Todos os militares intimados a depor nesta quinta-feira (22), numa convocação simultânea que visou evitar versões combinadas, tiveram o mesmo comportamento. Os generais Augusto Heleno, ex-chefe do Gabinete de Segurança Institucional (GSI), Paulo Sérgio Nogueira, ex-ministro da Defesa, Mário Fernandes, ex-chefe-substituto da Secretaria-Geral da Presidência da República, Walter Souza Braga Netto, ex-ministro da Casa Civil e da Defesa e candidato a vice-presidente na chapa de Bolsonaro, o almirante Almir Garnier, ex-comandante da Marinha, o tenente-coronel do Exército Ronald Ferreira de Araújo Junior, os majores do Exército Sérgio Ricardo Cavaliere de Medeiros e Rafael Martins Oliveira, antigos “assessores” do então presidente, num movimento mais preciso que um time de nado sincronizado, apenas “resolveram não falar”.
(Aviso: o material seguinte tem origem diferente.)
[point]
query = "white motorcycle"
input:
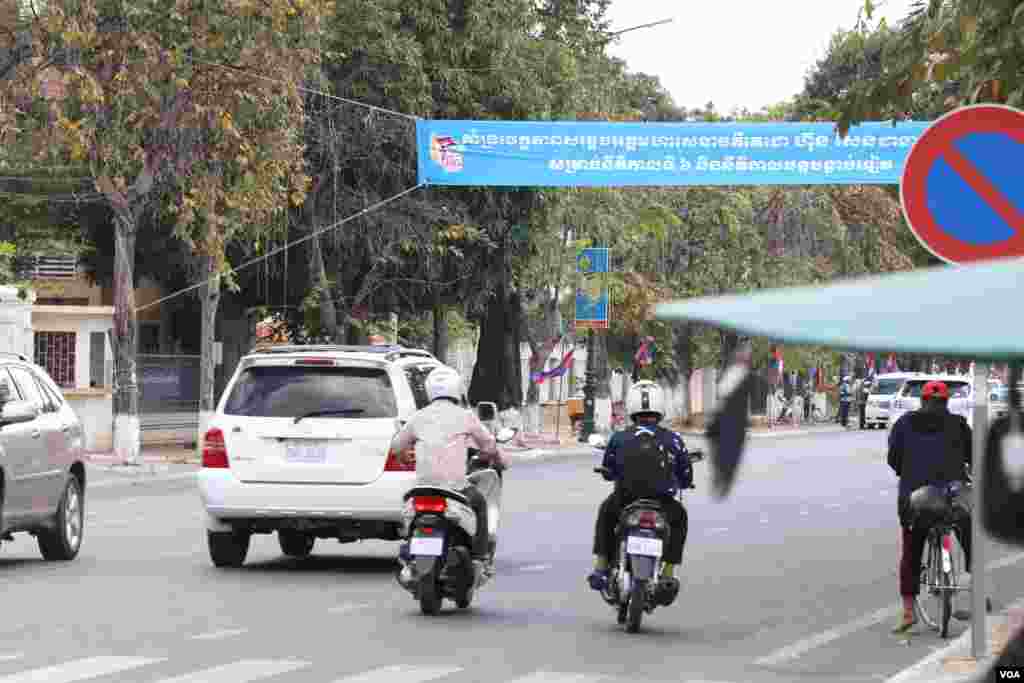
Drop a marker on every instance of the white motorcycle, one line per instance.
(439, 525)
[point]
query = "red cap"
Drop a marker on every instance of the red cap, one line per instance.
(935, 390)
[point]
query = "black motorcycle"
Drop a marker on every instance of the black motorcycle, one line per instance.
(435, 561)
(635, 574)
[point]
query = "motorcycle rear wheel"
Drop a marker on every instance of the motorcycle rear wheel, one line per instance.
(634, 614)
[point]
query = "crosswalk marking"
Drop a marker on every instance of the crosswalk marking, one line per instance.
(400, 673)
(80, 670)
(551, 677)
(241, 672)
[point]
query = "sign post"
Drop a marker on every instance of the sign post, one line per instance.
(965, 202)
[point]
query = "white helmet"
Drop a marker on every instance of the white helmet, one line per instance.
(645, 398)
(443, 382)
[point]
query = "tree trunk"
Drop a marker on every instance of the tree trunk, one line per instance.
(682, 343)
(329, 312)
(127, 437)
(209, 299)
(440, 341)
(497, 374)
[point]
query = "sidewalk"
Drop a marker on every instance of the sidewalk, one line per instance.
(953, 664)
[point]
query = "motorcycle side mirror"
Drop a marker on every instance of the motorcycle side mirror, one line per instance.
(486, 411)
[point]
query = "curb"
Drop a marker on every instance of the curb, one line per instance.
(953, 663)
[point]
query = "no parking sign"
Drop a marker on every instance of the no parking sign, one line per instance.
(963, 186)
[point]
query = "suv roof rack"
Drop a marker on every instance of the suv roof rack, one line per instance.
(391, 352)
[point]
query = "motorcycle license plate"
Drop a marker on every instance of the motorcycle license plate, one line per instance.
(425, 545)
(638, 545)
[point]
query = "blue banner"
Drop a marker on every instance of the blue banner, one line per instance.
(592, 295)
(599, 154)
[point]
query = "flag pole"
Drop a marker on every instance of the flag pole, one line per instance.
(558, 396)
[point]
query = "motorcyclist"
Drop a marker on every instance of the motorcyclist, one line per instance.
(644, 404)
(441, 433)
(927, 447)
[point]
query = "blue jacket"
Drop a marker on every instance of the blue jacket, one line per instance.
(669, 439)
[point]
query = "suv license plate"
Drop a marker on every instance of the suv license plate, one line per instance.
(311, 453)
(637, 545)
(429, 546)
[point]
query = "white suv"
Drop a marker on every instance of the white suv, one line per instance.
(299, 444)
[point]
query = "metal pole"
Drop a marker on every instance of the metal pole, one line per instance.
(979, 646)
(589, 389)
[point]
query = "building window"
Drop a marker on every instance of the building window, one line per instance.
(55, 352)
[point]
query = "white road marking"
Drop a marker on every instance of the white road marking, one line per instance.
(80, 670)
(550, 677)
(240, 672)
(217, 635)
(399, 673)
(802, 647)
(349, 607)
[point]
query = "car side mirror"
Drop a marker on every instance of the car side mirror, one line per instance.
(17, 412)
(486, 411)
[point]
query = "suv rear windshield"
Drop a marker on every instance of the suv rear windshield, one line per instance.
(913, 388)
(290, 391)
(887, 387)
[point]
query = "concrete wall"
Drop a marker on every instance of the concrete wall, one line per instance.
(15, 322)
(95, 411)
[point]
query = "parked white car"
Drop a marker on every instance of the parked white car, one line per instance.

Quem fez o mesmo, mas é civil, foi o advogado Amauri Feres Saad, que seria o “autor intelectual” da minuta do golpe encontrada com ex-ministro Anderson Torres, levada a Bolsonaro por seu pupilo juvenil Filipe Martins, o rapazote que faz gestos supremacistas e que é dado a teorias conspiratórias do olavismo, corrente descabida baseada num mundo paralelo ditado pelo falecido astrólogo autodidata Olavo de Carvalho, um sujeito que passou a vida dizendo que o refrigerante Pepsi era adoçado com células de bebês abortados, e que negou a existência da Covid-19, embora tenha morrido por causa dela.

Filipe Martins, aliás, resolveu falar à Polícia Federal nesta quinta (22). Ele é um dos poucos presos pela tentativa de golpe de Estado e está detido em Brasília desde a operação Tempus Veritatis, desencadeada no início do mês, no dia 8, e que tornou público para o Brasil o banzé que era o governo Bolsonaro quando se viu à beira da derrota eleitoral. O “assessor para assuntos internacionais da Presidência” simplesmente negou ter apresentado a minuta do golpe a Bolsonaro e disse não ter qualquer relação com a redação do “documento”. Para a PF, a versão sequer é levada em consideração, tendo em vista o robusto conjunto probatório obtido até agora.

O estardalhaço com que se anunciou o depoimento coletivo desta quinta (22), assim como a expectativa em torno do “evento”, acabaram por frustrar os mais entusiasmados. Mas quem está dentro das investigações, e se mantém perto das descobertas feitas pela Polícia Federal no âmbito do inquérito que investiga a tentativa de golpe, garante: nada apaga as provas conseguidas até o momento e ficar em silêncio não ajudará em nada os investigados.